Completed Clinical Trials

  • Double-Blind, Randomized, Placebo-Controlled Phase II Safety and Efficacy Trial of MultiStem in Adults with Ischemic Stroke (in collaboration with Dr. Sean Savitz and sponsored by Athersys, Inc.). This study was aimed at evaluating the safety and potential effectiveness of the adult stem cell investigational product MultiStem, in adults who have suffered an ischemic stroke.

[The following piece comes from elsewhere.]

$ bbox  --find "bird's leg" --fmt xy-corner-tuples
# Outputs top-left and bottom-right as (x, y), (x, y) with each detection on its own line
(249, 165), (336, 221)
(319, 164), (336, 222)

  • Treatment of Severe Adult Traumatic Brain Injury Using Autologous Bone Marrow Mononuclear Cells (in collaboration with Dr. Charles Cox). This Phase I dose-escalation study was aimed at evaluating the safety of acute, intravenous, autologous bone marrow-derived mononuclear cells to treat severe Traumatic Brain Injury in adults.
  • Autologous Cell Therapies for Cerebral Palsy-Chronic (in collaboration with Dr. Charles Cox and co-sponsored by Cord Blood Registry, Inc. and Mission Connect). This was a randomized, blinded, placebo-controlled, cross-over Phase II study designed to compare the effects of autologous bone marrow-derived versus autologous umbilical cord blood-derived mononuclear cells on pediatric patients with cerebral palsy, a group of brain pathologies that result from in utero or perinatal injury to the developing brain, often through stroke, hypoxic insult or hemorrhage and which produce chronic motor disability in children.

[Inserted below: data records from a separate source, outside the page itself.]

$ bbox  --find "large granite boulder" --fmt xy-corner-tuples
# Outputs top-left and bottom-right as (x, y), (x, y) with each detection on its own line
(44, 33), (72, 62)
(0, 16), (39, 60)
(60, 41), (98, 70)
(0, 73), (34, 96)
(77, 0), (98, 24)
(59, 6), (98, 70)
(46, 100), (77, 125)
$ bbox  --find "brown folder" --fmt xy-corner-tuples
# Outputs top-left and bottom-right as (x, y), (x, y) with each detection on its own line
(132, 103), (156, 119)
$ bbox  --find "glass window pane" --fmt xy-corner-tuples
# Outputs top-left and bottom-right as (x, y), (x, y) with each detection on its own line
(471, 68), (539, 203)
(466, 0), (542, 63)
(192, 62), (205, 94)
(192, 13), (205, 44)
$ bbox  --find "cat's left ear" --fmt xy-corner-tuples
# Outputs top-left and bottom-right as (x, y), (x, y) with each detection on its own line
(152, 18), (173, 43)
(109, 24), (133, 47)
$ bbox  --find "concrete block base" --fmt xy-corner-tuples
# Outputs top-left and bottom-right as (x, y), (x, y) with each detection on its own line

  • A Double-Blind, Controlled Phase IIB Study of the Safety and Efficacy of Modified Stem Cells (SB623) in Patients with Chronic Motor Deficit from Ischemic Stroke (in collaboration with Dr. Sean Savitz and sponsored by SanBio, LLC/Sunovion). This was a multicentric double-blind, sham-surgery controlled study aimed at evaluating the clinical efficacy of stereotactic, intracranial injection of SB623 cells (human bone-marrow-derived mesenchymal stromal cells that have been transiently transfected with a plasmid construct encoding the intracellular domain of human Notch-1) in patients with fixed motor deficits from ischemic stroke.